私のゼッケン№は70074、頭の2桁は70歳以上の部の印。これを胸だけでなく背にもつけて若い衆の中に入ると、どうにも気恥ずかしい思いがしてくる。いい歳こいて、冷や水だ、などと見られてないかと、年寄りはどうもひがみっぽい。身の程をわきまえてずっと後尾からスタート、控えめに進む。と、後半、先に進んだ若い衆がどんどん落ちてくる。60代、50代、40代・・・とにかく、皆自分よりは若い番号。それを次々と抜いていく。これをマラソン用語で「拾う」と言う。あのQちゃん曰く、これもマラソンの楽しみだと。拾う楽しみだけにしておけばいいのに、私は、心の中で「どうだ、背を見ろ、こっちは70番だ、年寄りを見下すな!」などと思っている。
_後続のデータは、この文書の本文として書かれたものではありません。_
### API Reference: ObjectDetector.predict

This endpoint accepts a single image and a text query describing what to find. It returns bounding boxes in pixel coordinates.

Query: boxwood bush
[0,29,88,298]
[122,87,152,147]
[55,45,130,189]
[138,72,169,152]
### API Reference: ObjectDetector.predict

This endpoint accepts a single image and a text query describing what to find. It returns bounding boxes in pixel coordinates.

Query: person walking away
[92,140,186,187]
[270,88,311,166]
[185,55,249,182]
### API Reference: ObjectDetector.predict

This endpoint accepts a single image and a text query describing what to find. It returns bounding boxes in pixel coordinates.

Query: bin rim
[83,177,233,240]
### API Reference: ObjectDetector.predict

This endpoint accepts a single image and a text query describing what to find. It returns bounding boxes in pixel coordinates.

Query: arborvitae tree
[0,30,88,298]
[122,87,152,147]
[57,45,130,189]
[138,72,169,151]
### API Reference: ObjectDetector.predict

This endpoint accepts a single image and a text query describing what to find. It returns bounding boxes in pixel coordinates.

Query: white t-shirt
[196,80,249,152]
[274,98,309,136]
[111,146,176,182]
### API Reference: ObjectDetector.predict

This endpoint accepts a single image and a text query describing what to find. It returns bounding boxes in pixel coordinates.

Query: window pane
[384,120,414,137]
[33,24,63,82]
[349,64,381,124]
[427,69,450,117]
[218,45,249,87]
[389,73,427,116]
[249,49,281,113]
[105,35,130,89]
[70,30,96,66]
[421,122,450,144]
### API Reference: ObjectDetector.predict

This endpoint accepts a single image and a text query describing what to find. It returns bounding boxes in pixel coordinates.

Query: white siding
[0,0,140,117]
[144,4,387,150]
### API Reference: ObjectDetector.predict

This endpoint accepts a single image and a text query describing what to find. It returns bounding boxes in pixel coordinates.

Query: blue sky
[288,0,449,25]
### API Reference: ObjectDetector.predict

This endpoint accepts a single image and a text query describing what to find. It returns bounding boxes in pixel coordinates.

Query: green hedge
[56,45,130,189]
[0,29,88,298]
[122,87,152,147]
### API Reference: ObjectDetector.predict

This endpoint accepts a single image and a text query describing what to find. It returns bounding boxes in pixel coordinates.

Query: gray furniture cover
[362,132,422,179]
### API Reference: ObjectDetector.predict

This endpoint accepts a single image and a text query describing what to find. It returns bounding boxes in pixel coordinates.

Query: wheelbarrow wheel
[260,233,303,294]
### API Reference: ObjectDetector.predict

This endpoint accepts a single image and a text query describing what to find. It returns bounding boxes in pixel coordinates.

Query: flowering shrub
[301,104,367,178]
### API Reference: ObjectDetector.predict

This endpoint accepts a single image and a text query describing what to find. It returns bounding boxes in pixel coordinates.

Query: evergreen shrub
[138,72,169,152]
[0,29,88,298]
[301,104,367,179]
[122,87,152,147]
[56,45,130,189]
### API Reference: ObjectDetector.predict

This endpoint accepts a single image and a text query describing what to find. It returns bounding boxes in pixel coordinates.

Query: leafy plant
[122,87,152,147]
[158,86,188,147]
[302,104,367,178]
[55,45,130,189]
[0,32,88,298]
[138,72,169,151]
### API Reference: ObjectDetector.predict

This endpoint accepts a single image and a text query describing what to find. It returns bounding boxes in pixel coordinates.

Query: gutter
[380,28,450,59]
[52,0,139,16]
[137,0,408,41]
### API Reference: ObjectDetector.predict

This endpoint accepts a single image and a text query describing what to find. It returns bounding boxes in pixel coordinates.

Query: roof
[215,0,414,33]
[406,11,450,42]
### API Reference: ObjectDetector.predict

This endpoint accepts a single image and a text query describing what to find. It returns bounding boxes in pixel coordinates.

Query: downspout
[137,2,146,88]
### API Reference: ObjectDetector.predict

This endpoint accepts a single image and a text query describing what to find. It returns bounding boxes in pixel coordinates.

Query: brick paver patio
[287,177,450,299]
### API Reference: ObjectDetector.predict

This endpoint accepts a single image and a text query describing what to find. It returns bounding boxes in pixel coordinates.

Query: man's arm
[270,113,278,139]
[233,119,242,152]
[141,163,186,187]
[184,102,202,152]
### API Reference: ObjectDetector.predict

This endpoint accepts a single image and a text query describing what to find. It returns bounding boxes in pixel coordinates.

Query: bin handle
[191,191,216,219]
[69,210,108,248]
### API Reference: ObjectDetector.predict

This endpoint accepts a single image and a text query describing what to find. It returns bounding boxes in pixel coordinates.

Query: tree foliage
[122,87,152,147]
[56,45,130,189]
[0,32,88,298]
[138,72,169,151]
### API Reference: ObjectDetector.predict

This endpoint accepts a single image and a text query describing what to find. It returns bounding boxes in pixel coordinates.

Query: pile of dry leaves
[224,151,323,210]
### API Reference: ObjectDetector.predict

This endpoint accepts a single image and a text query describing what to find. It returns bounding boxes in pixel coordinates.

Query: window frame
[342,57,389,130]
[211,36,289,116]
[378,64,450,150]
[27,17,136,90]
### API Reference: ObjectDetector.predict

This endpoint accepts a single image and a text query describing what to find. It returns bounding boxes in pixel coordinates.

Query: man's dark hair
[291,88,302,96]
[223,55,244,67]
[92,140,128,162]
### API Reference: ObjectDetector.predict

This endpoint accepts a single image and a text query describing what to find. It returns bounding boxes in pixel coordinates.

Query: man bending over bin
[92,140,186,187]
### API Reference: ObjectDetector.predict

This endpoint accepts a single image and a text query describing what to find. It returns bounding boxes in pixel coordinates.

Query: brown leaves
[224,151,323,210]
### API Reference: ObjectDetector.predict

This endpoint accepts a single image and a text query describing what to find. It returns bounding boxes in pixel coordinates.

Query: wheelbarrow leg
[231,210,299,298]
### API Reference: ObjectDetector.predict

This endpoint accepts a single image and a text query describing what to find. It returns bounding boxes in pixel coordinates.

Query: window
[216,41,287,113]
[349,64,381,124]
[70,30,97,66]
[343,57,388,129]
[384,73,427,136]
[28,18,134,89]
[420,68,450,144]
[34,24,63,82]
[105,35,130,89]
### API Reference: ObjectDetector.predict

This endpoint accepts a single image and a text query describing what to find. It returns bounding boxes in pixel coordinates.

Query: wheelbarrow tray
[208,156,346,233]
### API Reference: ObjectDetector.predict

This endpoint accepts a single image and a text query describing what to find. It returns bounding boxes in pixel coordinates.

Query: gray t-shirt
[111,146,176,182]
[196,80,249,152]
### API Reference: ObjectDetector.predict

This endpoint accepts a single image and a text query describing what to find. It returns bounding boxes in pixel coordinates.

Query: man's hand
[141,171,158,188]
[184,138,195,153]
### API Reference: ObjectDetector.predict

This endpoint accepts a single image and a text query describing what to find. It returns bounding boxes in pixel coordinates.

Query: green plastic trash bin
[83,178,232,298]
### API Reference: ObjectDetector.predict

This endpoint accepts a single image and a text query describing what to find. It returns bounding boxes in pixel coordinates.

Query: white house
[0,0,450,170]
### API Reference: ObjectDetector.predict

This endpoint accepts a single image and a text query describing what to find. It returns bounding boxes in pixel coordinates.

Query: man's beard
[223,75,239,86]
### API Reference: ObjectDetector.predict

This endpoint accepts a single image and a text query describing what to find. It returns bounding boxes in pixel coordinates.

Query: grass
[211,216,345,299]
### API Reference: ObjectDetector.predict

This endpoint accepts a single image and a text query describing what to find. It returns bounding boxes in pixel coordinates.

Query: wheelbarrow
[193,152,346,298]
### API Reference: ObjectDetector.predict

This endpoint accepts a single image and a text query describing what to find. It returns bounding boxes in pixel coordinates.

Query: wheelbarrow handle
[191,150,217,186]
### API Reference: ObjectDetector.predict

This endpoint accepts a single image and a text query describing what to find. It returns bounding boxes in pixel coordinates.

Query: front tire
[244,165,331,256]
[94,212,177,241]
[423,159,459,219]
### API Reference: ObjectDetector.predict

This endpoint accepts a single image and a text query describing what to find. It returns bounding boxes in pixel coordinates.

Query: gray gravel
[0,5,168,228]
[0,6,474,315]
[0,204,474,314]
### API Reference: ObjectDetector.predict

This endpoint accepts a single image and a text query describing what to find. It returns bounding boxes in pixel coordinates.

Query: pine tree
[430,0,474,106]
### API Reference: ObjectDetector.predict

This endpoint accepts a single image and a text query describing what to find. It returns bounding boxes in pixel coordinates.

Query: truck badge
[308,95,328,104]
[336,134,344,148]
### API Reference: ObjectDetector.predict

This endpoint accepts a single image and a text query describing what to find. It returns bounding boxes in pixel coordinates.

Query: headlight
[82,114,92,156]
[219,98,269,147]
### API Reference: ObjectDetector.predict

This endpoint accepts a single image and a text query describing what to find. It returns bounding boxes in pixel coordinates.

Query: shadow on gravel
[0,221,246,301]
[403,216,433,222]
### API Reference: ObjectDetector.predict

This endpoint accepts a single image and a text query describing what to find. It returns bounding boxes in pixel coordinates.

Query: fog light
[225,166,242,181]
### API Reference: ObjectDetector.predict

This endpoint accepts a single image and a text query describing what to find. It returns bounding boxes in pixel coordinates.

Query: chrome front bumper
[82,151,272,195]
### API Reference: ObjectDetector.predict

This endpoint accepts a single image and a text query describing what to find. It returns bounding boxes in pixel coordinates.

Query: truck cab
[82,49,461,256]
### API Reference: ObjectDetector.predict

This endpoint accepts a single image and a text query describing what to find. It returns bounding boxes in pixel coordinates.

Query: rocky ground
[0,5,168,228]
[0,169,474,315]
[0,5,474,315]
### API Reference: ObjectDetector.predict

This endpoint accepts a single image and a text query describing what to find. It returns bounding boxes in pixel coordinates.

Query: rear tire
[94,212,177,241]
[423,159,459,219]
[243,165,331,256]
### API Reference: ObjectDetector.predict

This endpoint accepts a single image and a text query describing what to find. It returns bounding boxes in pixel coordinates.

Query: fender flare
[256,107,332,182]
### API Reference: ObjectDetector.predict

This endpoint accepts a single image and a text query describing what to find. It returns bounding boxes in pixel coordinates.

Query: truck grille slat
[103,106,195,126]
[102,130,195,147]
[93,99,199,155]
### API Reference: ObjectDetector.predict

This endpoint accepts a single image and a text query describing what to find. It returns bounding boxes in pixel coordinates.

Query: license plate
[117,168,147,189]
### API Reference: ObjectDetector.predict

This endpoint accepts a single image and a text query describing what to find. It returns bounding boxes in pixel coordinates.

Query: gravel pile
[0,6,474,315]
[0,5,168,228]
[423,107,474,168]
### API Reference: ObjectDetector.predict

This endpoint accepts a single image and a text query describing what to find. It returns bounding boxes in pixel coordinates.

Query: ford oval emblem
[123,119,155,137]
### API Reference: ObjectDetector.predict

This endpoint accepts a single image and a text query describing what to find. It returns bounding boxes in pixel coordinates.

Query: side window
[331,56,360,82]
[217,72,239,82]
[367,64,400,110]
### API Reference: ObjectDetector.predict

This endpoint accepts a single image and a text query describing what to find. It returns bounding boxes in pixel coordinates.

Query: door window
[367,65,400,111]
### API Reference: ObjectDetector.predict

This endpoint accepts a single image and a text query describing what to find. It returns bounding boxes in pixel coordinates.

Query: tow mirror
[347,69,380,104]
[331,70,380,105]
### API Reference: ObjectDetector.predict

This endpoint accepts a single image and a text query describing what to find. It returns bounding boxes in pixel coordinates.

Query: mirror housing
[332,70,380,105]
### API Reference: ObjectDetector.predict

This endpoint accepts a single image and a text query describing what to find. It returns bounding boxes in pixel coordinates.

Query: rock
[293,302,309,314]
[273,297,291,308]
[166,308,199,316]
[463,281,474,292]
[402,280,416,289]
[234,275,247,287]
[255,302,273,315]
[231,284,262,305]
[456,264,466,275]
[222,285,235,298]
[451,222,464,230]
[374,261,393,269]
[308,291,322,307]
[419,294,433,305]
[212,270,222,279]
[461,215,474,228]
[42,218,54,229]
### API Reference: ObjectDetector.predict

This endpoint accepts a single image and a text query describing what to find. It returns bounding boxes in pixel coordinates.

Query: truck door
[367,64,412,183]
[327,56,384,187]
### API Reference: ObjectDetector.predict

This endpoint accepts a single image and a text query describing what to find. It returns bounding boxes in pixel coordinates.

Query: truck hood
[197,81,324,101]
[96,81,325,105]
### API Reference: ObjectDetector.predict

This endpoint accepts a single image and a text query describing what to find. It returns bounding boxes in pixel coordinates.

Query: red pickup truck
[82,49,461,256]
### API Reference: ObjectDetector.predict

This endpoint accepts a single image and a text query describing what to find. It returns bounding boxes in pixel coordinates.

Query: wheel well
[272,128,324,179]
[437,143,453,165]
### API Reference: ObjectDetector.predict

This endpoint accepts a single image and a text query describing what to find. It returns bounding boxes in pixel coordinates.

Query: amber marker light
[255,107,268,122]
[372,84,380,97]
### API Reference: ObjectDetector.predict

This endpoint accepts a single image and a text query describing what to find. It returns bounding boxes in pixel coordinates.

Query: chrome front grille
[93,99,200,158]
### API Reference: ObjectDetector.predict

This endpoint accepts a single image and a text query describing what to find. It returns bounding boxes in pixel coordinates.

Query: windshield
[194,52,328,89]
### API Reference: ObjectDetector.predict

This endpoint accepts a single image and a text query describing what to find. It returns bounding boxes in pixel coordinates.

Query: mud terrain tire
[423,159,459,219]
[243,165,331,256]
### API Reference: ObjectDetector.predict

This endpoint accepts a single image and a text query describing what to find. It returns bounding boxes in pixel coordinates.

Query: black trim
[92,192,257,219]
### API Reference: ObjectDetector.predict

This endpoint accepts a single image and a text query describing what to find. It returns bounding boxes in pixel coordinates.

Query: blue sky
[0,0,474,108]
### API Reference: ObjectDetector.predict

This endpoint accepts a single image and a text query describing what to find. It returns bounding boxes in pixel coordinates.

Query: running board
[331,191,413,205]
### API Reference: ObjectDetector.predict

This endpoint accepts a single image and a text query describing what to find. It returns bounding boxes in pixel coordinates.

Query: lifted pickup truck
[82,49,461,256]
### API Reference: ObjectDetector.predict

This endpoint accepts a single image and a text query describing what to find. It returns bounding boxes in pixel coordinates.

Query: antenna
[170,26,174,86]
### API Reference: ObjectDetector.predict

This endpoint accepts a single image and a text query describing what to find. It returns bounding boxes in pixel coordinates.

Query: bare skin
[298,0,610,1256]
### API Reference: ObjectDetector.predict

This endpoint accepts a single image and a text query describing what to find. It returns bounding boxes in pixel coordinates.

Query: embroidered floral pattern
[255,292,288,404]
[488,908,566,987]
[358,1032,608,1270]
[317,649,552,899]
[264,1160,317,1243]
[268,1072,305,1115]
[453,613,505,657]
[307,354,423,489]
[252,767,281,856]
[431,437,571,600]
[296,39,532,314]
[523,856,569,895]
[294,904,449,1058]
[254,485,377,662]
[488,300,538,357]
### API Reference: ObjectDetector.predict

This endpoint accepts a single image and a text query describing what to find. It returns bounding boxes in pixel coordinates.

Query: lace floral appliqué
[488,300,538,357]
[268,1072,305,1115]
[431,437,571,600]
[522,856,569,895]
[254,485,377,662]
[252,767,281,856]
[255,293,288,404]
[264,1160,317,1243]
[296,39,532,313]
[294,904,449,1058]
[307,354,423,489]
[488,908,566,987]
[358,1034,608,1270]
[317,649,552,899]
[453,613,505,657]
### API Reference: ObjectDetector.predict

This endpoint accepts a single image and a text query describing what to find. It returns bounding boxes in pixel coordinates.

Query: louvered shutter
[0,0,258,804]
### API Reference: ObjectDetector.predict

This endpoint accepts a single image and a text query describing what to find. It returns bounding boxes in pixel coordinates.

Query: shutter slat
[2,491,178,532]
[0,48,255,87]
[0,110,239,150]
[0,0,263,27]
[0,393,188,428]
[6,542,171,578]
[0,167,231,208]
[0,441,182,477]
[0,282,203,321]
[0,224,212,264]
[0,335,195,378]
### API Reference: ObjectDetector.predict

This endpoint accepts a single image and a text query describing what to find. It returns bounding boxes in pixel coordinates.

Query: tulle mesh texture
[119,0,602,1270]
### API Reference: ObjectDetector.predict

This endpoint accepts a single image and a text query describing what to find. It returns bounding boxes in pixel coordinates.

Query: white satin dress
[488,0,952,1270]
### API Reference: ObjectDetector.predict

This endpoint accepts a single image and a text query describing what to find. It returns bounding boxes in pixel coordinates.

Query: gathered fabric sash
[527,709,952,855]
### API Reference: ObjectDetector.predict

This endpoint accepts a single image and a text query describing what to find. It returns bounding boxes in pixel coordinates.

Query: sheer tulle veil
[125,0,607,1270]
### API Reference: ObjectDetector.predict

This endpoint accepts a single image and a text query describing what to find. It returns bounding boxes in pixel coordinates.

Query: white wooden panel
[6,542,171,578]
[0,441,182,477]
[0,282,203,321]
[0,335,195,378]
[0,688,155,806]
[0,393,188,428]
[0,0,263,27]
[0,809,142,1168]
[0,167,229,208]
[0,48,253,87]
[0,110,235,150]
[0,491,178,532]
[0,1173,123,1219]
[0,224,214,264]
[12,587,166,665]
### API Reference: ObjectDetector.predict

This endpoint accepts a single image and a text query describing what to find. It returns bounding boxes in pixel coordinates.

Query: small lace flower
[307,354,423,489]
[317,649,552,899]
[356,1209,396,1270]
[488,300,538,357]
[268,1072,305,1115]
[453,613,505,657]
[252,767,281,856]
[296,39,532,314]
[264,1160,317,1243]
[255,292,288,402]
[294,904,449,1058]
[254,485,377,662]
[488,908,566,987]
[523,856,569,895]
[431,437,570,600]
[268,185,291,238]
要するに優越感に浸っているのだ。勿論、その私をどんどん抜いていく若い番号もあるにはある。だから、本当は「武士は相身互い」なのに、互いを思いやるべきランナー魂を忘れているのだ。情けないことだが、ひがみの裏返し、どうも知らず知らずに正真正銘の年寄り根性になりつつあるようだ。青島幸男の意地悪ばあさんを思い出す。アブナイアブナイ。せめて、70番に追い越された人、発奮してあそこで立ち直ってくれていればいいのだが。
 渡辺伸栄watanobu
ビックスワンからの朝景色。粟ヶ岳、浅草岳、守門岳。清々しい一日の始まり、何やらいいことに出遭えそうな予感。レース中、16㎞付近だったか、真正面に白嶺の飯豊連峰を見ながら走るコースがあって、実に気分爽快、その辺りのラップは5分30秒台、自分としては最良のペースで走れた。
朝食後、まずはトラックでUnqさんとウォーミングアップ。いつもは30分程のアップを今回は時間がなくて15分程で切り上げた。結果的にそれがよかったような気がする。
アップを終え着替えて、いざ出陣!のとき。とにかく寒い、2度くらいか、スタートまでの寒さしのぎにビニルカッパを被る。Unqさんは、長そでシャツを下に着て、ネックウォーマにニット帽。私の腕はカバーだけ。それでも9時ごろに4度近くなって薄日あり、腕のカバーは下ろし、手袋も脱いだ。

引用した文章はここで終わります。